Assessoria remunerada e acúmulo de aposentadoria por invalidez podem ocorrer por mudança de lei

Projeto prevê que o servidor público aposentado por invalidez poderá ser autorizado  a exercer assessoria intelectual remunerada, desde que a atividade seja compatível com a incapacidade que o levou à aposentadoria




O Projeto de Lei do Senado (PLS 273/2008) que prevê que o servidor público aposentado por invalidez poderá ser autorizado  a exercer assessoria intelectual remunerada, desde que a atividade seja compatível com a incapacidade que o levou à aposentadoria, está prono para ser votado em decisão terminativa na Comissão de Constituição, Justiça e Cidadania (CCJ).

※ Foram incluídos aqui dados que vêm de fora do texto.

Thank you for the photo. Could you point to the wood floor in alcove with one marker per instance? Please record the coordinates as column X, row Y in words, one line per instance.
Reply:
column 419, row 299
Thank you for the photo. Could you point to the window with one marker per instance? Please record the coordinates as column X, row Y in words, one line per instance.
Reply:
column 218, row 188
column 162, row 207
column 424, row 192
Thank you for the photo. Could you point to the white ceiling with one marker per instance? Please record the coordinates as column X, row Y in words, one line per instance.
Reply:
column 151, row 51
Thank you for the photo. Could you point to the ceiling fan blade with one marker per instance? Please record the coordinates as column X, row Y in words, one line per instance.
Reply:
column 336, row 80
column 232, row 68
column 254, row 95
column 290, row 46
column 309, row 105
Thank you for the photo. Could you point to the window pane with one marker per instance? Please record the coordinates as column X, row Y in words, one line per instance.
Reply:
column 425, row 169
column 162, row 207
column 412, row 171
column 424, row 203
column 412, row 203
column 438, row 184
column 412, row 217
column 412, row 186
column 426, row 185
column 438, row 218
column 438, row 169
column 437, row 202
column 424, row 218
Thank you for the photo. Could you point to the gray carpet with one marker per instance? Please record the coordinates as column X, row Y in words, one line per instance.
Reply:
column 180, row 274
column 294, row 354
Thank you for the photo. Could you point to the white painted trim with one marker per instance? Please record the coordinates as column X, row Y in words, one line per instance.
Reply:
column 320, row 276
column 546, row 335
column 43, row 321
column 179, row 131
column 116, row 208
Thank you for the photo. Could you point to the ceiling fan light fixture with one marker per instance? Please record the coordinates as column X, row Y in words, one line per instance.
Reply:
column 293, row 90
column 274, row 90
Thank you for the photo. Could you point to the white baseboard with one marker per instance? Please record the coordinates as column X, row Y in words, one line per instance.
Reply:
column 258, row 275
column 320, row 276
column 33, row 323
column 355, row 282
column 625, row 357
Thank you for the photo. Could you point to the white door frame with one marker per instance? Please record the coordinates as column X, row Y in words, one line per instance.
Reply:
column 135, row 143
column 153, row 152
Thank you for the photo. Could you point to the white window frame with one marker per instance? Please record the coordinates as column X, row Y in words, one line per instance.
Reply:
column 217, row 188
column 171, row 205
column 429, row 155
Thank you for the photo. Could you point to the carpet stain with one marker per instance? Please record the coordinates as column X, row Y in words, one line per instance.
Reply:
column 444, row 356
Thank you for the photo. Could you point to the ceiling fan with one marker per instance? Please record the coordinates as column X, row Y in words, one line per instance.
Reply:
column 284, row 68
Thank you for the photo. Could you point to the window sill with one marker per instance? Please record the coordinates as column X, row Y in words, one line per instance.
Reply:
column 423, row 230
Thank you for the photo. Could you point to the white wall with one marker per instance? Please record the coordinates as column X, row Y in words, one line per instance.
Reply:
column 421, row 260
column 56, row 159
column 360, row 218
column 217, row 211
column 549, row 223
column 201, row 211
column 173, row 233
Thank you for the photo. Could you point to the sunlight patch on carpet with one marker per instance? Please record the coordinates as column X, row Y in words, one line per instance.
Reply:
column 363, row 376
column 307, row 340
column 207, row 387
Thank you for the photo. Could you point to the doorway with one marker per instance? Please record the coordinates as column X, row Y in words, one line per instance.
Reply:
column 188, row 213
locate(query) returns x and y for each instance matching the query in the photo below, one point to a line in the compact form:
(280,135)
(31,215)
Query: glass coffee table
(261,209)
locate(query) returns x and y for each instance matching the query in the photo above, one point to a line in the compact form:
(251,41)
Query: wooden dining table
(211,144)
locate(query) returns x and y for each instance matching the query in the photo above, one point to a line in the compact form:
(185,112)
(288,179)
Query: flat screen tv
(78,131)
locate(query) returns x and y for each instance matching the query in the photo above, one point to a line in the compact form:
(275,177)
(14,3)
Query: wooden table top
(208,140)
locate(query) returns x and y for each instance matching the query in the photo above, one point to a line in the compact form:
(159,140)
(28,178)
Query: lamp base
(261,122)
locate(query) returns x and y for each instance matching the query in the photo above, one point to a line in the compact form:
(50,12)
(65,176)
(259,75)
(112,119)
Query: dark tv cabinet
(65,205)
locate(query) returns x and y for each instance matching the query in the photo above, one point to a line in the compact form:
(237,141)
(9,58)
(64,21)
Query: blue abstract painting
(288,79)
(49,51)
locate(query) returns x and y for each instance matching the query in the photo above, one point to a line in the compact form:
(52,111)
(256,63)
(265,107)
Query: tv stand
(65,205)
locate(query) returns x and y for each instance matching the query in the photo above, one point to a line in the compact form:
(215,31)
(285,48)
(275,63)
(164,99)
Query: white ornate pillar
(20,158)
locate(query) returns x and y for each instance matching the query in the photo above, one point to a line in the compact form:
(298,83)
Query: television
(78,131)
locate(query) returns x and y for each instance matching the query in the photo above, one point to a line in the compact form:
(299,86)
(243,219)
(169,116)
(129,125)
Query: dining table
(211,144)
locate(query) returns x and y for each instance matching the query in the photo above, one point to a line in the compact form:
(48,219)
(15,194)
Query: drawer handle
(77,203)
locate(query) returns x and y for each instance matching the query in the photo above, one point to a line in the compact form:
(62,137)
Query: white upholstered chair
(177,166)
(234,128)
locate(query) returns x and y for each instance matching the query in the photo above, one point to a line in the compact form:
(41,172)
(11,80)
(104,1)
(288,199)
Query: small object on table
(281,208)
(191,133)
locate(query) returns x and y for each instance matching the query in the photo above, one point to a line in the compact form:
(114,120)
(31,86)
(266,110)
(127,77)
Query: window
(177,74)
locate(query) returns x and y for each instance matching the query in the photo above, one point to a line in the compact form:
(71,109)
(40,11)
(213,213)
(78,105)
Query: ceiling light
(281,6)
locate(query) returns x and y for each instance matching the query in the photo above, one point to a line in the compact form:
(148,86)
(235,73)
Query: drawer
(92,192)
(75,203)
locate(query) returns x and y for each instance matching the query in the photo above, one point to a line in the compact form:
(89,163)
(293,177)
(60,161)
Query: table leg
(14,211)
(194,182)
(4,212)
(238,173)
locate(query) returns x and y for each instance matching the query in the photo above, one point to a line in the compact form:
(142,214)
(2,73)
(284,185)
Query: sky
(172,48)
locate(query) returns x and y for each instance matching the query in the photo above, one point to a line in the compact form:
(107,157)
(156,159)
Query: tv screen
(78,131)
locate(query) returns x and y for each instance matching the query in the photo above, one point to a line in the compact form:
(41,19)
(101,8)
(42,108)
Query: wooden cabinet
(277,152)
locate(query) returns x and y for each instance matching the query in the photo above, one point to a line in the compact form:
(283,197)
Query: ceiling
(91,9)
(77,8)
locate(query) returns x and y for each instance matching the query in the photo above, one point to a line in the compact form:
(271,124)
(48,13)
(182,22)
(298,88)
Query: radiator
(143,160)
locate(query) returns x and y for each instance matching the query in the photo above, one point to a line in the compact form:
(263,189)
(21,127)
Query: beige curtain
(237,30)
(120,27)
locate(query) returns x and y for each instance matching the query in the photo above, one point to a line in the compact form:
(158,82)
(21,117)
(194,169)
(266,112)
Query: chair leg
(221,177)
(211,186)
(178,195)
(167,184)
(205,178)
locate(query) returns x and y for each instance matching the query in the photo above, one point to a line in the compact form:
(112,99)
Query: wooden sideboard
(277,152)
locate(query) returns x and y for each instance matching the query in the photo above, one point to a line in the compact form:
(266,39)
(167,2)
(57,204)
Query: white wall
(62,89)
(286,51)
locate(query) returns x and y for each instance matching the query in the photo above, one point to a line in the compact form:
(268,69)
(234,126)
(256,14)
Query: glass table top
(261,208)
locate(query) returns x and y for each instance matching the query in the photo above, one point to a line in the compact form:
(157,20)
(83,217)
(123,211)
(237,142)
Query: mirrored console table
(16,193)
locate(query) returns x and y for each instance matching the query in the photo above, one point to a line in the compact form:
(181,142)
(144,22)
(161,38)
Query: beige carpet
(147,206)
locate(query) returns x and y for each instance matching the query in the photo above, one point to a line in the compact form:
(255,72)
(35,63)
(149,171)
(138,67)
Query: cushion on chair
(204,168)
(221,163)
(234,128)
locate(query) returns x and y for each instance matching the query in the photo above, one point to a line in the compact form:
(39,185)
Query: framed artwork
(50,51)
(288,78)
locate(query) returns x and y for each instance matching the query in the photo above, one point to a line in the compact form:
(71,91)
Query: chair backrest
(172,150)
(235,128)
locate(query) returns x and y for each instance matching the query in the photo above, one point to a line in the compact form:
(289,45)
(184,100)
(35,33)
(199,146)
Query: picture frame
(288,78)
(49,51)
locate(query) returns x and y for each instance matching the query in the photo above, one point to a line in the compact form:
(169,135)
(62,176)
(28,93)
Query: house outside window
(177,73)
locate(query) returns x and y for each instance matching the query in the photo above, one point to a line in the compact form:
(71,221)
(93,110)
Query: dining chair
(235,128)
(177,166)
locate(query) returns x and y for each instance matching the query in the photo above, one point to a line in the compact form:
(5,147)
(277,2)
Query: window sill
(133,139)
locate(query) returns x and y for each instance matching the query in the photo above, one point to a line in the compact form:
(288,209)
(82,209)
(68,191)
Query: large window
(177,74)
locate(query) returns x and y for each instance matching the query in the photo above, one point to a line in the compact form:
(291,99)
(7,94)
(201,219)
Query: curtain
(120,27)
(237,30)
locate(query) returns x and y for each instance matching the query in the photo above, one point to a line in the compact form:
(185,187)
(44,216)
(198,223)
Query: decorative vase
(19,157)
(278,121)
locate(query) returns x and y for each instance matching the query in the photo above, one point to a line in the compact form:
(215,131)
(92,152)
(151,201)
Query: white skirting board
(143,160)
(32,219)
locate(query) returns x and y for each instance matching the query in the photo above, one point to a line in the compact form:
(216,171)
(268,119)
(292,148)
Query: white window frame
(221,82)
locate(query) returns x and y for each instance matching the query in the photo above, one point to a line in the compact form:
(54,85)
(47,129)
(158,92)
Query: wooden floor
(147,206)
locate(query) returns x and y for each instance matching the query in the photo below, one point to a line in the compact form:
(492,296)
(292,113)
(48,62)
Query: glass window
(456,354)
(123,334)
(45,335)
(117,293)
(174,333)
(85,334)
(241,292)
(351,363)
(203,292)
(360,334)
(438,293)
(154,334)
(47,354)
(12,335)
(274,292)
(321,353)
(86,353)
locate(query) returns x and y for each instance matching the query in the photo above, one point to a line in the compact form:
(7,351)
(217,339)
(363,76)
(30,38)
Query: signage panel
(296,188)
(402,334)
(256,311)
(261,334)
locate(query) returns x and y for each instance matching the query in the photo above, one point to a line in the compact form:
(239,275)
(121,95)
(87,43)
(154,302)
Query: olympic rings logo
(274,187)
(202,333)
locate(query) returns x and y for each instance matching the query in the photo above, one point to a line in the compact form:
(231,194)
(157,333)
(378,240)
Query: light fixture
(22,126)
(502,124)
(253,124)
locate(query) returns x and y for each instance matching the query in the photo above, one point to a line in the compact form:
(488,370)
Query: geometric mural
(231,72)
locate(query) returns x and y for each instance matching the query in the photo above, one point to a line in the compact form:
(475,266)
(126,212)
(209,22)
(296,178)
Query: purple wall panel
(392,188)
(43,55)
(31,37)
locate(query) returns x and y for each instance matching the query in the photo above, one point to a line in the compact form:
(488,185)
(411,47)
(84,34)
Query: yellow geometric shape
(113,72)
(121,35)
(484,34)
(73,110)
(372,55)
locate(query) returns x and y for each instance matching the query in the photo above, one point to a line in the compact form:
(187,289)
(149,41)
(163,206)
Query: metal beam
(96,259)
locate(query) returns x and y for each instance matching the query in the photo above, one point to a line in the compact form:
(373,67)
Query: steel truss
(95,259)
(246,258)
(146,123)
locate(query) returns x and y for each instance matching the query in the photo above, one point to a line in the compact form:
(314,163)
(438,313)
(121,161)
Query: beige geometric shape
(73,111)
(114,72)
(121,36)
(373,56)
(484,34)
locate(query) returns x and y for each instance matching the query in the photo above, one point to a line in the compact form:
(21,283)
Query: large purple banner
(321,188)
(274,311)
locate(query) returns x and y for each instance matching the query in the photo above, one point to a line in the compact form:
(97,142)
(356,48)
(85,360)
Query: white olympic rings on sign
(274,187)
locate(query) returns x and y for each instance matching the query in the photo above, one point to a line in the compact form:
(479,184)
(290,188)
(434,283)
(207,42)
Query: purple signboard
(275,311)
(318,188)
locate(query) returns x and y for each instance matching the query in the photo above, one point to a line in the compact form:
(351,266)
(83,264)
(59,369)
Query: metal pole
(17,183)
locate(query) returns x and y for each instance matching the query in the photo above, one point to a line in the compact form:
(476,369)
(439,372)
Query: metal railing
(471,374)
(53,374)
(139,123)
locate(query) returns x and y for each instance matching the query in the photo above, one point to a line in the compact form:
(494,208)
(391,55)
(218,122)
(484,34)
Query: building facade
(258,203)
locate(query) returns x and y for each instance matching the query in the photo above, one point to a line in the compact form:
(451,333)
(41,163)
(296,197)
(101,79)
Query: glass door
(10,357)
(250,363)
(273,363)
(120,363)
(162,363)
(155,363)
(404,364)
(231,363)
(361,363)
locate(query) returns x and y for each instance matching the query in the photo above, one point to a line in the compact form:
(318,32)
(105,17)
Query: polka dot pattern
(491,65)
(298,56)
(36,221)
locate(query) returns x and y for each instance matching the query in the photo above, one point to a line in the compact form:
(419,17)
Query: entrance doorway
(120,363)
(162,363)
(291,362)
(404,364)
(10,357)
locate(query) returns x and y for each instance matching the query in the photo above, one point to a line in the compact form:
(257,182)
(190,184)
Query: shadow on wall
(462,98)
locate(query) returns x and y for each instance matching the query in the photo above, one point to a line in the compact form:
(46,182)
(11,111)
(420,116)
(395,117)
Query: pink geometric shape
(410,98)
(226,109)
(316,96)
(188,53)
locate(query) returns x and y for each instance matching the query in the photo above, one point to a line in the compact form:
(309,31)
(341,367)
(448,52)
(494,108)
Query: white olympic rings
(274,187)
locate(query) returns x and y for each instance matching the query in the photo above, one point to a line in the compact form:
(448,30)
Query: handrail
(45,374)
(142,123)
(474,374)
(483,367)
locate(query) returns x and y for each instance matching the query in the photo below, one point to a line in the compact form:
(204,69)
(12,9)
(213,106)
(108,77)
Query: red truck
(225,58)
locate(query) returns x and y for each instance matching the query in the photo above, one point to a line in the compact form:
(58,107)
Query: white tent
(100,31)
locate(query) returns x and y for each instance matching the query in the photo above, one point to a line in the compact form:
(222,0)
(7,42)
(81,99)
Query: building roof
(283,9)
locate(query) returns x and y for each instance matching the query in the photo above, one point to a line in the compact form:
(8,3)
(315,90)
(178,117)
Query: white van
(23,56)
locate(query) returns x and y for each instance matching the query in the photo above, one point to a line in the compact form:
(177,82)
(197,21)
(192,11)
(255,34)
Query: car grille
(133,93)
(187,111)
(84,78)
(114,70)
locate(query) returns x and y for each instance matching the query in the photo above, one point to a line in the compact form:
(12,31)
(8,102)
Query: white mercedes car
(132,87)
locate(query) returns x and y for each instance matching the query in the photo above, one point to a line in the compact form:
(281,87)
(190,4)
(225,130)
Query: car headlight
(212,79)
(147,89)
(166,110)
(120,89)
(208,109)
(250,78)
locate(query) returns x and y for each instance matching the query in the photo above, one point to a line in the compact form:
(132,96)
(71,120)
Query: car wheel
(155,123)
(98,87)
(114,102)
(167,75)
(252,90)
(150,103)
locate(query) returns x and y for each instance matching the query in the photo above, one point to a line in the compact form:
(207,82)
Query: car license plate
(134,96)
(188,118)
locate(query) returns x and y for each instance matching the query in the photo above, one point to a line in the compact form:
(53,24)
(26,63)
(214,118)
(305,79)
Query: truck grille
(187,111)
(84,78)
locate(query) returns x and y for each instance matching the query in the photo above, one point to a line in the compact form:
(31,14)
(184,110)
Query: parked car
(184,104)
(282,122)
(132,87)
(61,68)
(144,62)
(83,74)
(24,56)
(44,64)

O projeto propõe a inclusão de permissão expressa nesse sentido no Regime Jurídico Único (RJU) dos servidores civis da União (Lei 8.112/1990)
 
Mesmo o RJU não proibindo expressamente o acúmulo da aposentadora por invalidez com assessora intelectual remunerada, o autor do projeto – falecido senador Romeu Tuma – advertiu para os riscos de servidores civis  nessas condições, sofrerem algum tipo de ação por improbidade administrativa sob o argumento de violação do princípio de moralidade.
 
Tuma ressaltou que “o preconceito ao servidor público aposentado por invalidez torna-se mais nítido e evidente quando se compara com o servidor aposentado por qualquer outro motivo”.
 
O ex-senador e autor do projeto destacava que, no caso de a aposentadoria por invalidez ocorrer no início da carreira produtiva do servidor, a situação geraria impactos negativos tanto na remuneração como na qualidade de vida  dos mesmo.
 
O senador Eduardo Amorim (PSC-SE), relator do projeto, deu o seu aval: “Deve-se louvar o mérito do projeto ao propor a remoção do entrave imposto ao aposentado por invalidez que o proíbe de continuar a exercer atividade no serviço público federal, quando a sua capacidade intelectual não tiver sido afetada pela doença que motivou a sua aposentadoria compulsória”.
 
No caso de não haver recurso para votação no Plenário do Senado, o projeto, após passar pela CCJ, seguirá direto para a Câmara dos Deputados.